Вино у него оказалось лучше, чем в отеле. Я словно пил свежую воду,
пронизанную солнечными лучами.
- Что касается этой женщины - у нее был рак матки. Диагноз поставили за
три месяца до смерти. Опухоль развилась очень быстро. Вероятно оттого, что
больная была молода - всего тридцать пять лет.
- Вы лечили ее?
- О, ее лечение... Ее лечил Бонафу, как и всех.
- Знахарь?
- Да... Он давал ей чай из трав. Делал какой-то массаж. Большого вреда
в этом нет.
- А этот парень с фермы?
- Он итальянец. Сельскохозяйственный рабочий, работает на Меридаке -
это большая ферма на холме Сен-Мишель.
В продолжение своего рассказа он указывал на различные географические
объекты в пределах оконной рамы.
- Однажды муж узнал, что итальянец ее любовник. Он пришел в ярость и
потребовал, чтобы она порвала с этим типом. Что она и сделала. Через
месяц, когда она заболела, итальянец стал всем говорить, будто на нее
наложено заклятье. Вполне естественно, как вы считаете?
- Естественно?..
- Знаете, мы тут немного отстали в деревне... Здесь вроде как в Африке.

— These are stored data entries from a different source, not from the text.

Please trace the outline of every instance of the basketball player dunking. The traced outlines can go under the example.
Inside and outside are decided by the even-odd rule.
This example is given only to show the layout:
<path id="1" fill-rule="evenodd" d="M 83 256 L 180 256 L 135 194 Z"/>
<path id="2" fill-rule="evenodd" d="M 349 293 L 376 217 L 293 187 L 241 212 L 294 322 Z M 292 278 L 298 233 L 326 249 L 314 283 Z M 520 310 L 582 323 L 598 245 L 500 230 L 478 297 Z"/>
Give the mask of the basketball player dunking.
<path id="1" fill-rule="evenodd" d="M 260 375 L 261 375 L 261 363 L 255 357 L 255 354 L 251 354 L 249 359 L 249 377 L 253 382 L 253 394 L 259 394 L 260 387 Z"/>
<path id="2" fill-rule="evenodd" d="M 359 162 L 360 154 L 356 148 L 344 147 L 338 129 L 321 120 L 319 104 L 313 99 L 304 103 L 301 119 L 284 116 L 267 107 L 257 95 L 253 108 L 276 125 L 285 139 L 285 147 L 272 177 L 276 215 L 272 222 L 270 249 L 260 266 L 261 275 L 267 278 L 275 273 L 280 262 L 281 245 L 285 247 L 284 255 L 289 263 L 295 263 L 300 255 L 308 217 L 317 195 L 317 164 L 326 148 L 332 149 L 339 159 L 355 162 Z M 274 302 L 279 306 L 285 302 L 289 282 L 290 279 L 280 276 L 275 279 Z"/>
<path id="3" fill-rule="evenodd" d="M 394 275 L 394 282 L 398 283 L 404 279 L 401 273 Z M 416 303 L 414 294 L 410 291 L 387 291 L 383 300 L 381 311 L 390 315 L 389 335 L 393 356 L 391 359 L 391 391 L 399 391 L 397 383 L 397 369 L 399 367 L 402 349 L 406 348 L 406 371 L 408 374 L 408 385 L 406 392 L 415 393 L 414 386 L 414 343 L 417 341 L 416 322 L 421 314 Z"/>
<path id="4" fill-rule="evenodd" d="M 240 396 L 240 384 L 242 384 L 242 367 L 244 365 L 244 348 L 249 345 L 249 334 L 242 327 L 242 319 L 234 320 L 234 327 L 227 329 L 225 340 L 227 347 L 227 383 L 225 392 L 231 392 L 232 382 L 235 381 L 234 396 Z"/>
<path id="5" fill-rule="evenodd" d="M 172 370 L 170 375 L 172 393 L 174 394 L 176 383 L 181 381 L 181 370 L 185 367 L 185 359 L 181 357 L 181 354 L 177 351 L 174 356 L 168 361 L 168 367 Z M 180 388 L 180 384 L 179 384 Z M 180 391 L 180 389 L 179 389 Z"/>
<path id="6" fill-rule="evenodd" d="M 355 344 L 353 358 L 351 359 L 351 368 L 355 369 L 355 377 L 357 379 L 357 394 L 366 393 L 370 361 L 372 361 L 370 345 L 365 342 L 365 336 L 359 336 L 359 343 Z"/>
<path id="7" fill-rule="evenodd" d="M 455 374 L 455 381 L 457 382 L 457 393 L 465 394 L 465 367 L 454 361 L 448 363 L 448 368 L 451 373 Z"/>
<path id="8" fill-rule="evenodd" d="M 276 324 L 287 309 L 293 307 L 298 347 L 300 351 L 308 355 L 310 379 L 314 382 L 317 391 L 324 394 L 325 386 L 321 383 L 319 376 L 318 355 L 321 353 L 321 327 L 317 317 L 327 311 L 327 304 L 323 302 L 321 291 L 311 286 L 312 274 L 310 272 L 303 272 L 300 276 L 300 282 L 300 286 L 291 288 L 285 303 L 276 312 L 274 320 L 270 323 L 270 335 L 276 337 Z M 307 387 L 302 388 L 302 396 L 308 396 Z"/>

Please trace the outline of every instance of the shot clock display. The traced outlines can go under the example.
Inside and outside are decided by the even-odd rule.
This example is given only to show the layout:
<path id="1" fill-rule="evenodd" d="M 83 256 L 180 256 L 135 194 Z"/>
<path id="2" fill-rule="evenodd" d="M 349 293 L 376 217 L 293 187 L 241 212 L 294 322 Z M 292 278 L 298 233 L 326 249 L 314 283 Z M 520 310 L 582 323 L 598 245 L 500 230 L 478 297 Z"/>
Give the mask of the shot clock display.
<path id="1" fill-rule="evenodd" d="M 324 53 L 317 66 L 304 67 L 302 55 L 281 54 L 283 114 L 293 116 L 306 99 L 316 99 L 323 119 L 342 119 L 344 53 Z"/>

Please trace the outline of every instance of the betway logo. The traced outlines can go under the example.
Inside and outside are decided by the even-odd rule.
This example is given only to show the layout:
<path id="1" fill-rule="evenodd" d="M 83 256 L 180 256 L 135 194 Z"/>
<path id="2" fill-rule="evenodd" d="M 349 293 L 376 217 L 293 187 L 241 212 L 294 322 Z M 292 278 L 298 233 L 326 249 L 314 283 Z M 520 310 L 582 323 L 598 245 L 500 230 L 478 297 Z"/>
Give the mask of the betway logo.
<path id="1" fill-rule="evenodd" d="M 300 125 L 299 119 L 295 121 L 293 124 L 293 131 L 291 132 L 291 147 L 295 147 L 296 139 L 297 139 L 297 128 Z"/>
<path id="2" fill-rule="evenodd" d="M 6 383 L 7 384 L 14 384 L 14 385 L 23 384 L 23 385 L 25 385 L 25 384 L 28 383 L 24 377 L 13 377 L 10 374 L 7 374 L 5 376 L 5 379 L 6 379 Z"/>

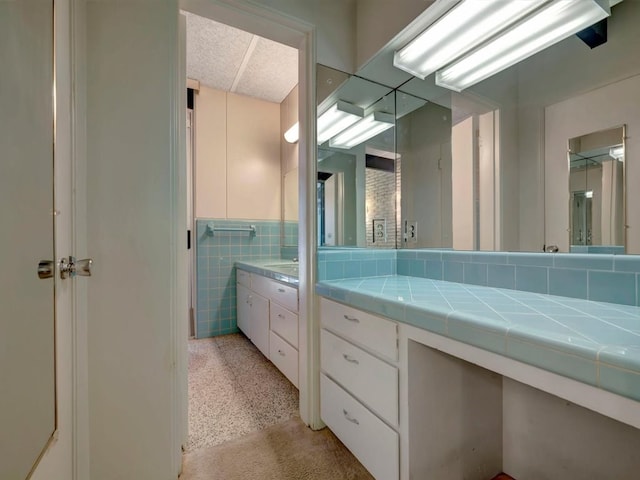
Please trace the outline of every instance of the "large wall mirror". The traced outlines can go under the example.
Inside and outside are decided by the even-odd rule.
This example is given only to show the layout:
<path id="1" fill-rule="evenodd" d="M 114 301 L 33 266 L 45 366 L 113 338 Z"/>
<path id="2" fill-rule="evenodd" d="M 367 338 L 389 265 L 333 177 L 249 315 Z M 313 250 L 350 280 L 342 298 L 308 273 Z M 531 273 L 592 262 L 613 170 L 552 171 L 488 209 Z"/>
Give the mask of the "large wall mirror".
<path id="1" fill-rule="evenodd" d="M 319 124 L 338 100 L 367 114 L 384 104 L 380 111 L 395 117 L 393 128 L 346 149 L 318 141 L 318 170 L 330 174 L 318 180 L 319 244 L 640 253 L 640 217 L 625 211 L 640 195 L 640 136 L 633 135 L 640 113 L 632 100 L 640 98 L 640 57 L 629 48 L 640 42 L 640 3 L 611 4 L 603 44 L 590 48 L 571 36 L 460 92 L 436 85 L 435 74 L 422 80 L 394 68 L 402 47 L 395 40 L 330 95 L 318 92 Z M 368 87 L 380 91 L 364 103 L 350 97 Z M 596 132 L 616 138 L 586 150 Z M 585 145 L 570 160 L 568 142 Z M 609 161 L 620 145 L 624 155 Z M 577 155 L 592 164 L 580 165 Z M 393 220 L 372 208 L 369 156 L 389 160 L 379 164 L 389 165 L 380 169 L 389 178 L 393 168 Z M 600 188 L 576 184 L 597 175 Z M 613 183 L 603 190 L 604 182 Z"/>
<path id="2" fill-rule="evenodd" d="M 395 110 L 393 89 L 357 76 L 318 105 L 319 246 L 396 247 Z"/>

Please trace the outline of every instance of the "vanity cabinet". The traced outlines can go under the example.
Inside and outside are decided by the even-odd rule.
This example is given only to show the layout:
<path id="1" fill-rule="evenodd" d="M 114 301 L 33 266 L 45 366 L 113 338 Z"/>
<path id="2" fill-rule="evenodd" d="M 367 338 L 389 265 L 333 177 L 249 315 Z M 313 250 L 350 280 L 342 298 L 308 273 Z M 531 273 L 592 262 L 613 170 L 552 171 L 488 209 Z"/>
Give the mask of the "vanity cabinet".
<path id="1" fill-rule="evenodd" d="M 237 270 L 238 328 L 298 388 L 298 289 Z"/>
<path id="2" fill-rule="evenodd" d="M 320 415 L 381 480 L 399 478 L 398 325 L 320 300 Z"/>
<path id="3" fill-rule="evenodd" d="M 237 285 L 238 328 L 269 357 L 269 300 L 245 285 Z"/>

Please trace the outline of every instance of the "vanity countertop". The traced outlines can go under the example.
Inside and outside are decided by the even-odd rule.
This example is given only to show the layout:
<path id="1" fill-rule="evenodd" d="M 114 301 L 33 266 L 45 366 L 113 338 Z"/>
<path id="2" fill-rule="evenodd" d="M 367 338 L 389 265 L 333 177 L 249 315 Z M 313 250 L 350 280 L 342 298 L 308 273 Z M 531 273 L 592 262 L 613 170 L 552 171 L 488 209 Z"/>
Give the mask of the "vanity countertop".
<path id="1" fill-rule="evenodd" d="M 640 401 L 640 307 L 402 275 L 316 291 Z"/>
<path id="2" fill-rule="evenodd" d="M 298 264 L 283 258 L 236 260 L 236 267 L 298 287 Z"/>

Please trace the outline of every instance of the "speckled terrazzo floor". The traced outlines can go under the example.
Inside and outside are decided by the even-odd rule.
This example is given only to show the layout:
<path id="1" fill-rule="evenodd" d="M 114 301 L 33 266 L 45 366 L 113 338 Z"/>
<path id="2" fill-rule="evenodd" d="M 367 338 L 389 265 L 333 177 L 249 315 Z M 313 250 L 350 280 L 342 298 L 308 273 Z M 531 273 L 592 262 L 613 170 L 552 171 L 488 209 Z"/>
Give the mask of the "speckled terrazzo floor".
<path id="1" fill-rule="evenodd" d="M 298 390 L 242 334 L 189 341 L 187 452 L 298 415 Z"/>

Когда у вас появляются проблемы, вы идете к местному колдуну.
- Бонафу тоже колдун?
- Не он один... В колдунах здесь нет недостатка.
Доктор все время улыбался. Как видно, эта история казалась ему ужасно
забавной. Но было и еще кое-что - похоже, он сам верил в нее...
- Значит, вы идете к колдуну?..
- Не сразу. Если заболеет теленок или корова, первым делом вы вешаете
над дверью веточку остролиста. Если это не подействует, пробуете
произнести заклинание. Если опять ничего не получается, тогда уже
посылаете за ветеринаром. Но к тому времени обычно бывает слишком поздно.
Иногда вызывают полицию. Что и произошло в данном случае. Муж возбудил
дело против любовника. Следователь в Даксе приказал обыскать комнату
итальянца. Что еще он мог сделать? Полиция произвела обыск и обнаружила
под матрацем фотографию женщины.
- Проколотую?
- Проколотую.
- И что потом?
- Потом?.. Потом парень был допрошен. И надо вам сказать, один
свидетель видел, как итальянец два раза в сумерках ходил к Бонафу.
- И как он это объяснил?
- Сказал, что лечил свое колено.
- А дальше?
- Ничего особенного. Его отпустили. Проколотая фотография - не
доказательство. Вы же понимаете, в уголовном кодексе не говорится о
колдовстве.
- Значит, история на этом кончается?
- Боюсь, что так...
И все же после ленча - после храброй атаки на паштет, местную форель,
тушеную телятину со щавелем и прочие кулинарные произведения месье Лорагэ
- я зашел в полицейский участок. Он находился на другом конце города, где
все казалось безобразным в сравнении со старым кварталом, грезившим былым
великолепием. Полицейский участок был еще непригляднее других зданий, и
встретивший меня сержант чем-то напоминал печального коня. Эту рутинную
процедуру следовало совершить только для того, чтобы отчитаться перед
Берни. Я ничего не ожидал от полиции, кроме обычного занятого вида и
несколько высокомерного тона. Сержант рассказал ту же историю, что и
Казаль, с небольшими деталями и некоторыми общими замечаниями о низкой
производительности местного населения.